During our joint case analysis for this week, we’ve also been asked to write (or draw or vidblog or whatever) an example of “good practice” we have experienced (as an instructor or student) in an online course. I recently returned from a 6 month leave that involved traveling and exploring different models of learning. My particular focus was to explore many of the newer MOOCs (Massive Open Online Courses) and to contrast them with the original collaborative, connectivist-style MOOCs piloted by David Wiley and our own George Siemens/Stephen Downes (see Connectivism).
One of the most challenging and interesting MOOCs I tried was a Wikieducator course called “Open Content Licensing for Educators“.
I had been trying to diagram how the different MOOCs were structured (using Google’s fun and easy little drawing tool) but the Wikieducator facilitators were ahead of me and provided an open licensed image that I’ll share with you – it will help me talk about what I experienced as “good practice” based on adult learning theories and my own personal preferences as a learner.
In relation to other experiences I have had, this one helped me to see that some of the things I had tried to do as an online instructor (albeit with a drastically smaller audience) could be done better. Despite the challenge of an enormous audience (thousands from around the world), the four facilitators were definitely “present” and I never felt adrift in a virtual vacuum.
From a personal perspective, the value and purpose of this course was immediately clear from the description:
a free online workshop designed for educators and students who want to learn more about open education resources, copyright, and creative commons licenses
Part of my role at Yukon College is to help instructors navigate the rules of copyright as they apply to creating course websites or learning activities. The MOOC-model of course delivery is based on a dialogical model of delivery (a huge ongoing conversation with vastly complex, interconnected strands).
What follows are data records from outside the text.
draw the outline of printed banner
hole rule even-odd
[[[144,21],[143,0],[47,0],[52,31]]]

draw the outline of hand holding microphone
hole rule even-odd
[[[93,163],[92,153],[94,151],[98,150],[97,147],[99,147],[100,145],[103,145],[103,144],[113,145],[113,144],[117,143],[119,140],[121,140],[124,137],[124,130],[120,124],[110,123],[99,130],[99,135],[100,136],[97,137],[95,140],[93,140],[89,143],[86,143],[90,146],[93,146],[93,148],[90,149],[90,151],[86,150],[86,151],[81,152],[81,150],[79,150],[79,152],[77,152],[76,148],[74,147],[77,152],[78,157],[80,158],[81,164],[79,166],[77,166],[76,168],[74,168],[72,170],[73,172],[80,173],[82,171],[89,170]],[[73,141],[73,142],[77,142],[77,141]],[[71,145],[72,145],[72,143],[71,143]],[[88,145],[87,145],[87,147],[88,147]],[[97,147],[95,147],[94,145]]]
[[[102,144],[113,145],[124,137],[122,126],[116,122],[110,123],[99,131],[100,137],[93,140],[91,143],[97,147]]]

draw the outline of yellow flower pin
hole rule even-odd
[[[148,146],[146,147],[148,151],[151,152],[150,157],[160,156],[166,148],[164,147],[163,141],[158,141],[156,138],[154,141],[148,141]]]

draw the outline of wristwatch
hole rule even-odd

Take a look at the diagram of course design and you’ll see that they provided a range of options as to how we could communicate (i.e., supported by the use of two online discussion fora, Moodle or Wikieducator, and three microblogging tools (i.e., identi.ca, WikiEducator Notes, and Twitter).
If you explore the way the course content was written and the learning activities designed (scroll down through the length course schedule page) you’ll see that the multiple authors reflected cognitivist, constructivist and connectivist theories of learning. The first section began by establishing the value of the subject area
Why does open matter in education?
Unit: Educators care: Why open matters (Part 1)
Sections 3 and 4 of the course established a common foundation of knowledge through traditional methods but also included opportunities to engage with the content through the analysis of case studies. A continuous integration of varied self-testing activities helped me identify the aspects of core concepts that I hadn’t fully understood.
What can educators legally copy in an online world?
Unit: Copyright: Your educational right to copy
How can educators refine their copyright for sharing knowledge?
Unit: Creative Commons unplugged
Section 5 helped me to apply what I had learned to my own situation.
What license should I use for open educational resources I create? Unit: The right license
I found this open online course so useful that I’m going to integrate it into my practice and see if I can create a series of workshops on the newly amended Canadian Copyright Act that are as engaging and useful.
Kop, Rita & A. Hill (2008) . Connectivism: Learning theory of the future or vestige of the past? The International Review of Research in Open and Distance Learning, Vol 9, No3, Retrieved from http://www.irrodl.org/index.php/irrodl/article/view/523/1103
Smith, M. K. (1999) ‘The cognitive orientation to learning’, the encyclopedia of informal education, www.infed.org/biblio/learning-cognitive, Last update: May 29, 2012. Retrieved February 21, 2013.
Smith, M. K. (1999) ‘The humanistic to learning’, the encyclopedia of informal education, www.infed.org/biblio/learning-humanistic.htm, Last update: May 29, 2012. Retrieved February 21, 2013.
Smith, M. K. (1999) ‘The social/situational orientation to learning’, the encyclopedia of informal education, www.infed.org/biblio/learning-social.htm, Last update: May 29, 2012. Retrieved February 21, 2013.